За несколько секунд вся одежда была сброшена, и два обнаженных тела сплелись друг с другом, чтобы слиться в одно, даря взаимное удовольствие от полного обладания. К счастью для любовников, было еще очень рано, солнце не взошло, их пока что не призывали срочные дела… и маленькая гостиная, где они упоенно занимались любовью, освещенная неяркой настольной лампой, казалась идеальным прибежищем от стылого ноябрьского сумрака и морока ревнивых сомнений.
Навалившись на Эрнеста сзади, сжимая его в жарких объятиях, проникая в него снова и снова, жадно двигаясь, Соломон выстанывал свою любовь, и слушал, как музыку, ответные хриплые выдохи и стоны, вместе с бессвязными признаниями — и сгорал от стыда за недоверие к глубине чувств и постоянству художника…
В висках стучало:
«Я не должен, не должен, не должен молчать… эти анонимные послания… нужно рассказать ему о них…» — но прерваться прямо сейчас было выше его сил, да и Эрнест, захваченный той же требовательной страстью, тем же стремлением к пику, ничего не слышал и ничего не понимал, кроме единственного имени, рвущегося с губ при каждом собственническом поцелуе любовника и властном ударе его члена внутри разгоряченного тела:
— Соломон… СОЛОМОН!
— Да, Эрнест, да… да, mein liebe!.. — все, что он мог ответить, пока они оба не кончили и, обессиленные и счастливые, не распластались рядом на диванных подушках…
— Ты… ты прекрасен, мой царь… прекрасен… — нашептывал Торнадо ему на ухо, еще не успев выровнять дыхание, прильнув сбоку и обвив теплыми руками. — В тебе вся моя жизнь… Вся… жизнь… ммммм… мой царь… мой повелитель…
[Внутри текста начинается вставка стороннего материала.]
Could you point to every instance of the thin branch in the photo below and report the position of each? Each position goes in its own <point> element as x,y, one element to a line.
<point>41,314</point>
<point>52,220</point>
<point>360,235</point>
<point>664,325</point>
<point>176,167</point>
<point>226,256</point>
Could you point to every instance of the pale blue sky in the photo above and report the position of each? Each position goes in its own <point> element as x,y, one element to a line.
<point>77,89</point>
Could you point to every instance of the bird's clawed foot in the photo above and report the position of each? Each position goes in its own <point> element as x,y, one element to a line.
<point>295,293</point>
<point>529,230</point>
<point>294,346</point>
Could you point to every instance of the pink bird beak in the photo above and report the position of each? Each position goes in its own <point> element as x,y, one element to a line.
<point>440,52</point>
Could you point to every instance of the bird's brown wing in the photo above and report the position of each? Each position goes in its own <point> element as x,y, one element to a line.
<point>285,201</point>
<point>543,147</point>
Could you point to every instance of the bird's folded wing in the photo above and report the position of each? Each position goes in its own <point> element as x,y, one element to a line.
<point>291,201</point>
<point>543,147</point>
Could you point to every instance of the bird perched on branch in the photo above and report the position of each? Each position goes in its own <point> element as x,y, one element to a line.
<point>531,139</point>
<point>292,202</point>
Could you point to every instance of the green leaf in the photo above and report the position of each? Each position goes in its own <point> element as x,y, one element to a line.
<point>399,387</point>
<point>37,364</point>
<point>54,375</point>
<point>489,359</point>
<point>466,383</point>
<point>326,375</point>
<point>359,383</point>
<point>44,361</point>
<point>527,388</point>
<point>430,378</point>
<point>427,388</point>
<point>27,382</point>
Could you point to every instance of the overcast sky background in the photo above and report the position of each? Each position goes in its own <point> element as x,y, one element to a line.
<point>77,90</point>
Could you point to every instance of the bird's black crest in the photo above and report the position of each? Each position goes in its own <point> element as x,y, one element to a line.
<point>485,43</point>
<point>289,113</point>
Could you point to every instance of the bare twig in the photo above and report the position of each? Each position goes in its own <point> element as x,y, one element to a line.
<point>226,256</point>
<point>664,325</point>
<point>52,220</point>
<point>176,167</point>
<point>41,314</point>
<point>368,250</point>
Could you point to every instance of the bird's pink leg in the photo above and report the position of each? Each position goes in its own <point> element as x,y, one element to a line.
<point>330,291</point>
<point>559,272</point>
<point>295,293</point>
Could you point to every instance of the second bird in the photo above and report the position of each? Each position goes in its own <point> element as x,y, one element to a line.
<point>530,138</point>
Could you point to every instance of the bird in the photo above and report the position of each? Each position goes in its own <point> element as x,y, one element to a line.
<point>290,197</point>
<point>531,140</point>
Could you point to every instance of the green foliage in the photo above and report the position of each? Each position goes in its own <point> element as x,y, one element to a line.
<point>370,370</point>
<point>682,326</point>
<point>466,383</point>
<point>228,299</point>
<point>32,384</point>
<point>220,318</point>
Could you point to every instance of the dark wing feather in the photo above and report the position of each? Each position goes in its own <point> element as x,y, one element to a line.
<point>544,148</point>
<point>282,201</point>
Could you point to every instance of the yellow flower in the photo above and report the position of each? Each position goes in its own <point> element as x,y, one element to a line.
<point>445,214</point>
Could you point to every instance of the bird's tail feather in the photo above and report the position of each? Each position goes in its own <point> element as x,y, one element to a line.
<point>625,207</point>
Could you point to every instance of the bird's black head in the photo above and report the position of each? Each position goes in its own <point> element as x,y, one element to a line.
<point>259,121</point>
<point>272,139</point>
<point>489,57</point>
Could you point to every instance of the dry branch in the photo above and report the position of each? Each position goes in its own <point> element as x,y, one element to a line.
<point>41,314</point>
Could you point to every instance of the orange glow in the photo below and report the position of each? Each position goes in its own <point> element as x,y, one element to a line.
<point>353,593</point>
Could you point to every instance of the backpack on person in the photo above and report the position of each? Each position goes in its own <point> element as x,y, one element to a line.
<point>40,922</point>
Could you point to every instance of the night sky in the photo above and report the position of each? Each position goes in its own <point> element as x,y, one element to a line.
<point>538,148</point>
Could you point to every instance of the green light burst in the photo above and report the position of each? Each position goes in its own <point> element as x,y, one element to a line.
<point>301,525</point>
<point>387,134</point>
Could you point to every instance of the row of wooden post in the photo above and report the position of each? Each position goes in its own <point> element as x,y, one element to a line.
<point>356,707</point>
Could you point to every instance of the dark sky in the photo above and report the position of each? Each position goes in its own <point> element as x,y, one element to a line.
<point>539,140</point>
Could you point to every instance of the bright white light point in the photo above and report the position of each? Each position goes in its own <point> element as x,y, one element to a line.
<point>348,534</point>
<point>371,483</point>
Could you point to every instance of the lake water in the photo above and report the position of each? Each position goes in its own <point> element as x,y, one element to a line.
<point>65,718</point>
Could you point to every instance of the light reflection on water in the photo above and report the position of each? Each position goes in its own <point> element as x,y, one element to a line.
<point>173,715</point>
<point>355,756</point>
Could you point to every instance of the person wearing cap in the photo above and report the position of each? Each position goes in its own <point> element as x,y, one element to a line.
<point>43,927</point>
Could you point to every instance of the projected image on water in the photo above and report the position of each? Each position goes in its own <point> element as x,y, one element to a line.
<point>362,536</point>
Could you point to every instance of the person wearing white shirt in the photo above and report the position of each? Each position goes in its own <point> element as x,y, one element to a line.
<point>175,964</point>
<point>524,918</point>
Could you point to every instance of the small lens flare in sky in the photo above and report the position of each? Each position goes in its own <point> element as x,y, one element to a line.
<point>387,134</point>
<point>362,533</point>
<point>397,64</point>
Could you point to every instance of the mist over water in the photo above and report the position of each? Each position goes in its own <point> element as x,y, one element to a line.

Теперь Эрнест толкался лбом в плечо, как ласковый кот, а Соломон млел от нежности и запредельного чувства близости, не испытанного ранее нигде и ни с кем, даже с обожаемым близнецом.
— Иди ко мне… иди… вот так… — наплевав на время и все запланированные на утро дела (гори они синим пламенем), он притянул своего принца поближе и, как всегда, удобно устроил у себя на груди — это было уже интимной традицией, сигналом к неспешному отдыху после секса и нежной болтовне — обо всем и ни о чем… но прямо сейчас Соломон хотел узнать нечто важное, потому что больше не мог молчать.